Set your OTLP endpoint via environment variables to ship traces to Grafana, Jaeger, or Datadog:

OTEL_EXPORTER_OTLP_ENDPOINT=http://otel-collector:4317 \
OTEL_SERVICE_NAME=project-mcp-server \
python server.py

Troubleshooting

Tool not appearing in Claude Desktop

  • Confirm the path in claude_desktop_config.json is absolute, not relative.
  • Check that fastmcp is on the PATH used by Claude Desktop (run which fastmcp and use the full path if needed).
  • Restart Claude Desktop fully after config changes.

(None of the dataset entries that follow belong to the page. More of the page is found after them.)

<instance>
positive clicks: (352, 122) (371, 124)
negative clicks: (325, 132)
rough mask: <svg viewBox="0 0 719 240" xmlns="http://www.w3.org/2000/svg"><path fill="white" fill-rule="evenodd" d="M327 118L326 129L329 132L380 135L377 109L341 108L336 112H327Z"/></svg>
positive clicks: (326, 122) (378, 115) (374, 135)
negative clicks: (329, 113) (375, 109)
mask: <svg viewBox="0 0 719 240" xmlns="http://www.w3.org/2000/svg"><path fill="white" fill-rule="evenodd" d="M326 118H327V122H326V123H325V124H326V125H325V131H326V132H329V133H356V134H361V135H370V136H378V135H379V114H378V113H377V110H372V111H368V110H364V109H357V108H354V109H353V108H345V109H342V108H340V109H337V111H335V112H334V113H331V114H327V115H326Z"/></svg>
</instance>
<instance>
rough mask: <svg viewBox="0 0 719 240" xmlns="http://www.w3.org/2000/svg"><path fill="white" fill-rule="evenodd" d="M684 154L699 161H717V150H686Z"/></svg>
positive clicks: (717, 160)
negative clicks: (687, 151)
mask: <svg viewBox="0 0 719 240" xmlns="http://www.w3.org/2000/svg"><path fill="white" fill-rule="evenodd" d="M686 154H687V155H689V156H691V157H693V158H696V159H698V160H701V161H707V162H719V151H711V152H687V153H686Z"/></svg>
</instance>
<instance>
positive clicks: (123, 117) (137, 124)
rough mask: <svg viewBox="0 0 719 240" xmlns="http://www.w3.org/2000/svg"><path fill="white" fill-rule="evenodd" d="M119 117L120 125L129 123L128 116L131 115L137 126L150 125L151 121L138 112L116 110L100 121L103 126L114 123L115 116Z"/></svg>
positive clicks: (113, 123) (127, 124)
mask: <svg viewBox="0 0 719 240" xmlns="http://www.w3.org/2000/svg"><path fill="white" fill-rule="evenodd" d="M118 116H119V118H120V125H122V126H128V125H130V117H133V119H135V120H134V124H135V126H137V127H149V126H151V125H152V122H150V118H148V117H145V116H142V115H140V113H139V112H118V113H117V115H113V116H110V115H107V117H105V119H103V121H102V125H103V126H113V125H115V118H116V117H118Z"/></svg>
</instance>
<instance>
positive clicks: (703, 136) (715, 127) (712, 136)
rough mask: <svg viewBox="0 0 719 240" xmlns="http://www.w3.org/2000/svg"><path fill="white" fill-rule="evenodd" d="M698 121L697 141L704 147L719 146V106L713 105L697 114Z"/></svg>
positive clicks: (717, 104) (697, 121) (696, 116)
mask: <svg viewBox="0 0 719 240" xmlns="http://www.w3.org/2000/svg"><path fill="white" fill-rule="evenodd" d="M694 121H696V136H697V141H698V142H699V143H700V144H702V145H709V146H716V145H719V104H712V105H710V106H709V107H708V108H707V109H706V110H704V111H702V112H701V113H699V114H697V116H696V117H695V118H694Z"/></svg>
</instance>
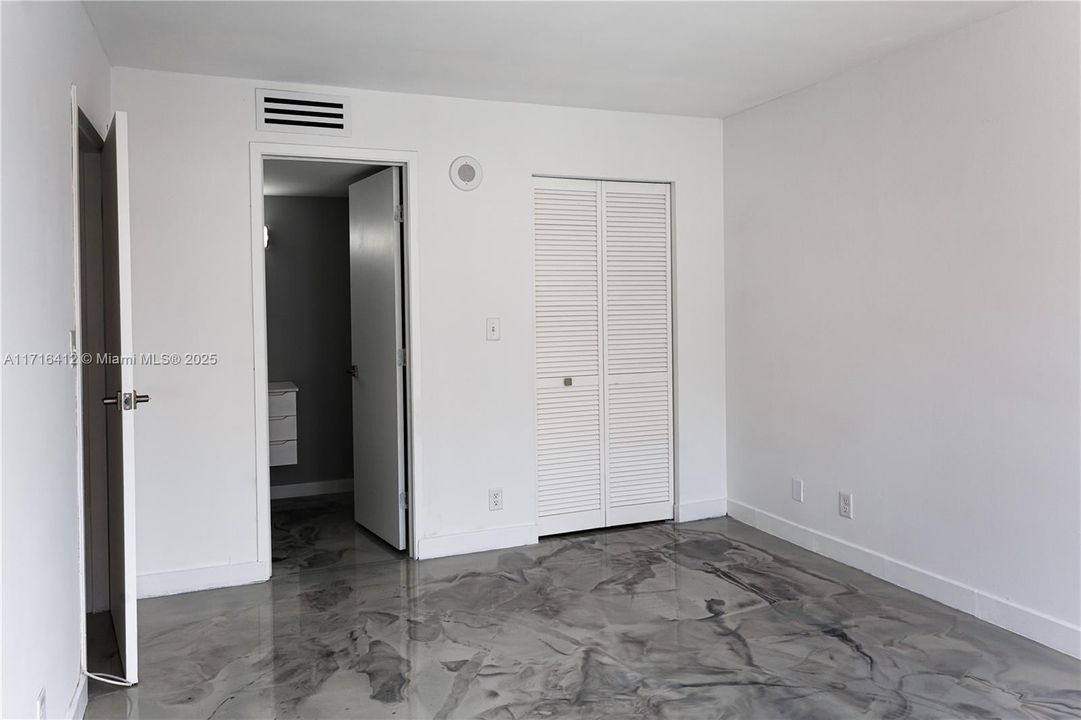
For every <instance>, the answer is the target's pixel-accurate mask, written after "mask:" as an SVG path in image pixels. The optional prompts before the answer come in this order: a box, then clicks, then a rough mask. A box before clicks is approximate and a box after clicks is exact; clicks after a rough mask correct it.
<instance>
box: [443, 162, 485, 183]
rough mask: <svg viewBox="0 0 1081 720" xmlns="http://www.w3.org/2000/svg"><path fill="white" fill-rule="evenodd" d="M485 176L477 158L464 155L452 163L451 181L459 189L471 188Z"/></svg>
mask: <svg viewBox="0 0 1081 720" xmlns="http://www.w3.org/2000/svg"><path fill="white" fill-rule="evenodd" d="M483 178H484V172H483V171H482V170H481V168H480V163H479V162H477V158H471V157H469V156H468V155H463V156H462V157H461V158H455V160H454V162H452V163H451V182H452V183H454V187H456V188H458V189H459V190H471V189H473V188H475V187H477V186H478V185H480V182H481V181H482V179H483Z"/></svg>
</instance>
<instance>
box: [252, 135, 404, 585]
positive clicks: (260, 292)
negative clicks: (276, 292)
mask: <svg viewBox="0 0 1081 720" xmlns="http://www.w3.org/2000/svg"><path fill="white" fill-rule="evenodd" d="M268 158H272V159H280V160H323V161H331V162H333V161H339V162H357V163H369V164H375V165H398V166H400V168H401V169H402V185H403V186H404V188H403V194H402V204H404V205H405V206H404V212H403V216H402V221H403V222H402V234H403V237H404V245H405V257H404V258H403V264H402V266H403V268H404V269H405V281H404V282H405V284H404V289H403V298H402V301H403V303H404V305H405V307H404V315H405V392H406V396H408V400H409V402H408V403H406V406H405V417H406V424H405V437H406V474H405V492H406V493H409V510H408V512H409V516H408V521H409V542H408V545H406V547H408V548H409V554H410V557H412V558H415V557H417V543H418V539H419V538H421V537H423V534H422V528H421V524H419V516H421V514H419V512H417V511H416V508H417V507H418V506H419V503H421V498H422V494H423V486H422V483H421V477H422V476H421V467H419V464H418V463H417V458H418V457H419V456H421V452H419V448H421V423H419V419H421V417H423V415H422V414H421V355H422V354H421V292H419V288H421V269H419V259H421V246H419V232H418V230H417V227H418V224H417V219H418V213H417V206H418V205H417V178H418V177H419V175H418V170H417V162H418V154H417V152H415V151H413V150H385V149H374V148H353V147H339V146H323V145H294V144H292V143H255V142H253V143H251V182H252V186H251V205H252V228H251V236H252V237H251V251H252V329H253V332H254V337H255V341H254V348H253V351H254V359H255V366H254V369H253V370H254V381H255V409H254V410H255V416H254V422H255V503H256V532H257V534H258V536H257V538H256V548H257V560H258V562H259V563H262V564H264V565H265V568H266V572H267V576H268V577H269V575H270V439H269V431H268V422H269V421H268V410H267V382H268V379H267V316H266V312H267V304H266V271H265V263H264V261H265V258H264V248H263V226H264V225H265V219H264V208H263V161H264V160H266V159H268Z"/></svg>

TypeError: cannot unpack non-iterable NoneType object

This usually means a dependency generator returned None instead of yielding a value. Ensure your Depends function uses yield, not return.

Authentication errors on HTTP transport

  • Confirm the Authorization: Bearer <token> header is present and correctly cased.
  • Check required_scopes matches the scopes assigned to the token in StaticTokenVerifier.

Server crashes on Python 3.10 with type annotations

Use from __future__ import annotations at the top of the file, or upgrade to Python 3.12 where X | Y union syntax is fully supported.

Next Steps

  • Explore FastMCP's OpenAPI integration to auto-generate an MCP server from any existing REST API spec.
  • Add rate limiting using a Redis-backed counter inside a Depends dependency.
  • Connect your server to LangGraph or PydanticAI using FastMCPToolset for multi-agent workflows.
  • Check the build-mcp-server-typescript-2026 tutorial for the TypeScript equivalent.

Conclusion

FastMCP 3.x gives Python developers a clean, production-ready path to the MCP ecosystem. With decorators for tools, resources, and prompts, dependency injection, bearer-token auth, and Docker-ready HTTP transport, you can ship a real MCP server in an afternoon. The same server connects to Claude Desktop, Claude Code, Cursor, and Cline without any client-specific code — one implementation, every AI assistant.